C’è un libro di Bear Heart e Molly Larkin che porta questo titolo e, di questo titolo, ne subisco il fascino da sempre.
Proprio ieri mi è tornato in mente, non certo per caso.
Perché si sente quest’aria di tempesta.
Si sente questa brezza, apparentemente leggera, ma che fa scricchiolare gli equilibri, che si insinua negli angoli, che da punti inaspettati arriva per spostarti, più in là, un passo in avanti o due indietro, a volte in tutt’altra direzione rispetto a quella che pensavi di percorrere.
E’ un vento caldo, morbido ma incalzante.
Un vento forestiero ma che può renderti forestiero/a persino nella tua pelle. Un vento che è mistero, che danza nel ventre e apre le soglie di una partenogenesi.
Un vento gitano, che inverte le rotte, che ti invita ad abbracciare l’incerto e a trasformarlo in una scusa per cambiare, per essere altrove, per essere altro di te, per essere di più di quello che credevi, per amarti in quello che non avevi ancora osato immaginare.

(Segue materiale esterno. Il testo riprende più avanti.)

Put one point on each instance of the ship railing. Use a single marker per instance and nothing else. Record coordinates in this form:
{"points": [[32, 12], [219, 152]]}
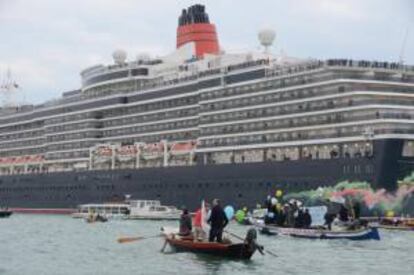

Quanto può essere madre questo vento?
Madre di un nuovo inizio.
Di un nuovo ciclo.
Di un nuovo sentire, assecondato d’istinto.
Di un nuovo corpo, esplorato a sorpresa.
Di un nuovo desiderio, creato dalla radice. Di un nuovo territorio, aperto di possibilità.
Di una nuova voce, da portare sulle labbra e tradurre in in-canto.
Di cosa diventi madre, quando chiudi gli occhi e scegli di spiccare il tuo volo di strega?
In cosa ti riscopri madre, nel lasciarti muovere da questo vento?
E se non diventassi madre, ma diventassi vento?